5. De vraag of verweerder er terecht van uitgaat dat de situatie in Bulgarije voor statushouders niet van dien aard is dat sprake is van een met artikel 4 van het EU Handvest en artikel 3 van het EVRM strijdige situatie is door de ABRvS beantwoord op 16 december 2021. Op grond van de in die zaak overgelegde stukken is geoordeeld dat de omstandigheden in Bulgarije niet zodanig zijn dat statushouders structureel, op grote schaal en voor langere periodes, het reële risico lopen dat zij geen toegang hebben tot fundamentele behoeften, zoals onderdak en eten. Daarom lopen statushouders bij terugkeer naar Bulgarije geen reëel risico op schending van artikel 4 van het EU Handvest en artikel 3 van het EVRM (ECLI:NL:RVS:2021:2857, r.o. 7.1.). De verwijzing naar het meest recente rapport van AIDA en hetgeen overigens nog is aangevoerd geeft geen aanleiding hierover anders te oordelen (zie ook: de uitspraak van de ABRvS van 31 oktober 2022, ECLI:NL:RVS:2022:3111). Uit de aangehaalde bronnen blijkt naar het oordeel van de rechtbank niet dat sprake is van een wezenlijke verslechtering van de situatie voor statushouders bij terugkeer naar Bulgarije sinds de uitspraak van de Afdeling op 16 december 2021. Het is aan eiser om aannemelijk te maken dat dit in zijn geval anders is.
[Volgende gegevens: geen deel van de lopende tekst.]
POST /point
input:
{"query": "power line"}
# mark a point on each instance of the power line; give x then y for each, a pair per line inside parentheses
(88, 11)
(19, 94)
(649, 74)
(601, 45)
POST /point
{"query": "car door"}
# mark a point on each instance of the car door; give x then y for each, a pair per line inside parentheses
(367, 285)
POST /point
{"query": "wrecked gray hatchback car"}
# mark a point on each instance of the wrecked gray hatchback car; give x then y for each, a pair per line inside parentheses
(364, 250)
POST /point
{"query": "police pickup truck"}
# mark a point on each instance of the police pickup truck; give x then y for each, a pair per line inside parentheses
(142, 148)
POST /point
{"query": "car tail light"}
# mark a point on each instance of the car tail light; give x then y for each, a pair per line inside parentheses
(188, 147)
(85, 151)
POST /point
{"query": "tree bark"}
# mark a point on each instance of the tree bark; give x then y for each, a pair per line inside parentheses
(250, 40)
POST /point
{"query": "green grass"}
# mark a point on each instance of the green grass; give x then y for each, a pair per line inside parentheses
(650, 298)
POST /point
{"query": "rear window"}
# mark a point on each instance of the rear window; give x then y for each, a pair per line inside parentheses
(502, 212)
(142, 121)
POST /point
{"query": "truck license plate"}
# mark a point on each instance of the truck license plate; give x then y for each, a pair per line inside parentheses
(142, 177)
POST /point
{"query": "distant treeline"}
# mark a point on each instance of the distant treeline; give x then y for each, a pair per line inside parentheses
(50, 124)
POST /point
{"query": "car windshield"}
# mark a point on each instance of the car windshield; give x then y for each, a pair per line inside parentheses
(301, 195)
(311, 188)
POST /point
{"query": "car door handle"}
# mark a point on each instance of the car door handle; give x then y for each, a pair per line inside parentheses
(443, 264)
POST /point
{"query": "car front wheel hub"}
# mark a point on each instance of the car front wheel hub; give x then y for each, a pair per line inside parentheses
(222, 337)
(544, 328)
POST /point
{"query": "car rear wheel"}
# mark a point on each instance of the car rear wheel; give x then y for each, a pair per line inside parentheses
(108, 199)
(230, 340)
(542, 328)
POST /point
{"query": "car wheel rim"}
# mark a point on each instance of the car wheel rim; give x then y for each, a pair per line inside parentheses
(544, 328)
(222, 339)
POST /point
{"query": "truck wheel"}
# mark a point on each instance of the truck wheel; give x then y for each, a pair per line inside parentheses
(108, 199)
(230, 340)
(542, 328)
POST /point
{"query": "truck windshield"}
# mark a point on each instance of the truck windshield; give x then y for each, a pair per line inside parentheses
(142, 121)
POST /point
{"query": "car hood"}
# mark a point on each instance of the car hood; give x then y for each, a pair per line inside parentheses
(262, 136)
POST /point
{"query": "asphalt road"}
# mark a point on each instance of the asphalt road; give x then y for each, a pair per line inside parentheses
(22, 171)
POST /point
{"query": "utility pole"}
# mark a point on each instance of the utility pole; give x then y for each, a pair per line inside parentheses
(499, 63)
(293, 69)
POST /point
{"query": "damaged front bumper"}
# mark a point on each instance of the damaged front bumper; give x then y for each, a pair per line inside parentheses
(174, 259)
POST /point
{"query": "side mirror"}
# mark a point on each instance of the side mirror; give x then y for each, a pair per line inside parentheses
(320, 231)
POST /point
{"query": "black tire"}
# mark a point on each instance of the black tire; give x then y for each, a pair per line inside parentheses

6. Naar het oordeel van de rechtbank is eiser daarin niet geslaagd. Verweerder merkt terecht op dat eiser niet aannemelijk heeft gemaakt dat hij zich voldoende heeft ingespannen om zijn rechten als statushouder te effectueren. De rechtbank wijst in dit verband naar eisers verklaringen waaruit blijkt dat hij op 2 april 2021 internationale bescherming kreeg en dat hij eind mei, begin juni 2021 Bulgarije heeft verlaten, maar dat hij niet heeft geprobeerd werk te vinden en ook niet op zoek is geweest naar organisaties of instanties die vluchtelingen ondersteunen bij het zoeken naar werk.
7. Eiser noemt pushbacks aan de grenzen van Bulgarije als reden waarom niet van het interstatelijk vertrouwensbeginsel kan worden uitgegaan, maar stelt niet, en dit is de rechtbank ook niet gebleken, dat statushouders te maken krijgen met pushbacks, zodat ook daarin geen aanleiding bestaat voor het oordeel dat niet langer van het interstatelijk vertrouwensbeginsel kan worden uitgegaan.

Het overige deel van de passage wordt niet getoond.